The couple began dating in October 2010, court papers show. When the woman told her boyfriend she was pregnant and wanted to have the child, she claimed, he “threatened to terminate their relationship unless she terminated the pregnancy” and promised “he would remain in the relationship and would take her on a vacation to recover following the abortion.”

Based on these promises, she said in her lawsuit, she got an abortion on Feb. 24, 2011. He “ended their relationship shortly afterwards,” it says.

The ex-boyfriend, in turn, asked Carver to dismiss the complaint outright – which the judge did, following a court hearing, exactly a year ago this Sunday.

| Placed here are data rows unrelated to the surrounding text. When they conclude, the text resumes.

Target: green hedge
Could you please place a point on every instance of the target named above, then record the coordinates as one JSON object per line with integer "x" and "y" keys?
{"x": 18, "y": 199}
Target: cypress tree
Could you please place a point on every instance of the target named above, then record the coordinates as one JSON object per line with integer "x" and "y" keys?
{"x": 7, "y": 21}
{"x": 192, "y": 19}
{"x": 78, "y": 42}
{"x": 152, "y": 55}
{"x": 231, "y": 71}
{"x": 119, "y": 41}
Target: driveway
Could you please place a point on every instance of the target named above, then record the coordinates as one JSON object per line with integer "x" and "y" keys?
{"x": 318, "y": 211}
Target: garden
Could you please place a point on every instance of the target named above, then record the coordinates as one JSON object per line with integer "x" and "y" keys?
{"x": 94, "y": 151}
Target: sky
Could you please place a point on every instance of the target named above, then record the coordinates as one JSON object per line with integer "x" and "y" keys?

In her appeal of that ruling, the woman cited a 1957 case in which damages were paid to a spouse for “shame, humiliation, and mental anguish” caused by a bigamist.

The appeals panel, however, said she actually based her request for damages on a “breach of a promise to continue their relationship.”

Although it applies to marriage, Carver properly invoked the Heart Balm Act, which was enacted to prevent “manufactured” lawsuits that could be a “fruitful source of coercion, extortion and blackmail” and “used as devices for extracting large sums of money without proper justification” or to “force a settlement ” against “a reputable or wealthy or important member of the community,” the judges noted.

The appeals panel also found that Carver correctly supported the state Statute of Frauds as a defense because the ex-boyfriend’s alleged promises “were verbal and never committed to writing.”

In her appeal, the woman said Carver “misunderstood the nature” of her claims.

The lawsuit “was not about enforcing [the] defendant’s promise to remain in the relationship but instead about [him] intentionally interfering with her ‘recognized reproductive liberties’ by maliciously and fraudulently commandeering and corrupting [her] protected right to wield control over her body and to make her own reproductive choices,” she claimed.

In other words, her having the abortion – and not his ending the relationship – prompted the lawsuit.

“This is a distinction without a difference,” the appeals judges responded.

As Carver “correctly determined,” the panel wrote, “all of [her] claims were based on [his] promise to stay in her life, which is unenforceable.”

The woman’s decision to have an abortion “may have been influenced by [the] defendant,” the higher court wrote, “but she made the ultimate decision to terminate her pregnancy.

“Under the law and public policy, there is no cause of action for terminating one’s pregnancy and then regretting the decision due to subsequent events.”